Ilustrasi
"Kami menemukan pasal yang potensial mengkriminalisasikan pelapor. Lantas di mana jaminan perlindungan untuk pelapor kasus korupsi?" kata Koordinator Bidang Hukum dan Monitoring Peradilan ICW Febri Diansyah dalam keterangan pers yang disampaikan di kantor ICW, Kalibata, Jakarta Selatan, Minggu (27/3/2011).
Menurut Febri, ketentuan mengenai pelapor kasus korupsi itu terdapat dalam pasal 18 revisi UU Tipikor yang tengah digodok pemerintah. Ia melanjutkan, pelapor seharusnya tidak bisa dijerat hukuman atas kasus korupsi yang diketahuinya.
"Soal dugaan korupsi yang dilaporkan itu cukup bukti atau tidak bukanlah urusan pelapor, melainkan urusan penegak hukum. Sudah diatur pula dalam UU bahwa saksi pelapor tidak bisa diancam pidana atau perdata karena laporannya," ucap Febri.
Hal aneh lainnya yang ditemukan ICW saat menelaah revisi UU Tipikor itu adalah sanksi untuk mafia hukum justru melemah.
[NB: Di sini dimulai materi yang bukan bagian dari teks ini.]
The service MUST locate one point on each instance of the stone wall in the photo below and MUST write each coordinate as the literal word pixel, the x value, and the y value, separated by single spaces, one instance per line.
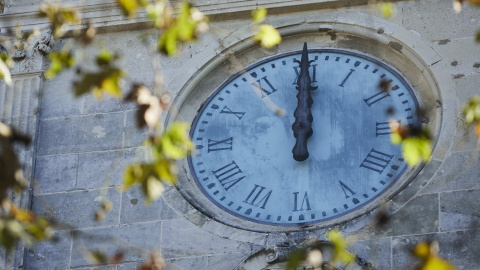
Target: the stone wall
pixel 82 146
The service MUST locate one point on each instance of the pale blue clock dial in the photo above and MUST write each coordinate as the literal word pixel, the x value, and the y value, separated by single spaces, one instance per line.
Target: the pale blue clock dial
pixel 244 160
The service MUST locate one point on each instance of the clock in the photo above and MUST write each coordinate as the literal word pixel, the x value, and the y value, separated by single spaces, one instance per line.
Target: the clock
pixel 244 163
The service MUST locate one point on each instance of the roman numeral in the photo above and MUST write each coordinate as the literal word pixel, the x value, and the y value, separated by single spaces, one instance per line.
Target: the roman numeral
pixel 375 98
pixel 257 197
pixel 376 161
pixel 228 175
pixel 305 202
pixel 264 91
pixel 346 78
pixel 345 188
pixel 228 111
pixel 297 73
pixel 226 144
pixel 383 128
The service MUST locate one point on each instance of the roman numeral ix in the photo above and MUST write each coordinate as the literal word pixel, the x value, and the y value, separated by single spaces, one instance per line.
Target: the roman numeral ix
pixel 229 175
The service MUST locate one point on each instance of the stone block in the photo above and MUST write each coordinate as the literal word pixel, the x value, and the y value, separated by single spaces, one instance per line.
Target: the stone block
pixel 100 169
pixel 421 16
pixel 420 215
pixel 376 252
pixel 77 208
pixel 53 254
pixel 456 211
pixel 419 182
pixel 81 134
pixel 55 174
pixel 134 237
pixel 460 248
pixel 134 136
pixel 459 61
pixel 93 105
pixel 180 238
pixel 459 171
pixel 58 100
pixel 135 210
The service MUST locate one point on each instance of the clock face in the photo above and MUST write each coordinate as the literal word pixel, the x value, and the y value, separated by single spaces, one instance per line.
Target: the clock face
pixel 244 161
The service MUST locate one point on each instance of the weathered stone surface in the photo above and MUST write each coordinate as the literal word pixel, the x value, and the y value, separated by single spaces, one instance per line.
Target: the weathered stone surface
pixel 420 16
pixel 77 208
pixel 80 134
pixel 134 137
pixel 419 182
pixel 143 236
pixel 58 100
pixel 195 241
pixel 461 248
pixel 55 174
pixel 135 210
pixel 420 215
pixel 52 255
pixel 377 252
pixel 456 211
pixel 459 171
pixel 99 169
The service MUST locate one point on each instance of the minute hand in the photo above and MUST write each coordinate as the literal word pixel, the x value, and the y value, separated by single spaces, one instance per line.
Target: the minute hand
pixel 302 127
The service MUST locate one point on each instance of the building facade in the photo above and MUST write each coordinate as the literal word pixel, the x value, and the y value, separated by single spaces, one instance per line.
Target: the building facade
pixel 82 145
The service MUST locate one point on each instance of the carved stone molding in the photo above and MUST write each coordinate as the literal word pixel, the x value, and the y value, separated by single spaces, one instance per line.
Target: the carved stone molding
pixel 32 58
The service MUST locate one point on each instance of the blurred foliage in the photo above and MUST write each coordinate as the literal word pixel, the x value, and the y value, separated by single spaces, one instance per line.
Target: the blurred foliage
pixel 312 253
pixel 106 80
pixel 415 141
pixel 186 27
pixel 428 254
pixel 340 244
pixel 266 35
pixel 471 112
pixel 60 18
pixel 386 9
pixel 174 144
pixel 59 61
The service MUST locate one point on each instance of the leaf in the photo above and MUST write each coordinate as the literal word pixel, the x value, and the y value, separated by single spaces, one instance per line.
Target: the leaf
pixel 340 247
pixel 258 15
pixel 59 61
pixel 267 36
pixel 386 9
pixel 5 73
Di UU No 31/1999 jo UU No 20/2001, suap untuk penegak hukum seperti hakim diancam minimal 4 tahun penjara dan maksimal 20 tahun.
"Sedangkan di RUU Tipikor ancaman hukumannya minimal hanya 1 tahun dan maksimal 7 tahun (ditambah 1/3) atau 9 bulan," ucapnya.
Revisi UU Tipikor, lanjut Febri, juga tidak secara jelas menyebut kewenangan KPK dalam bidang penuntutan kasus korupsi (pasal 32). Padahal di pasal sebelumnya, KPK disebut secara jelas berwenang untuk menyidik kasus korupsi di samping Kepolisian dan Kejaksaan.
"Ini menimbulkan tanda tanya serius, apakah ini cara untuk membonsai KPK?" ucap Febri.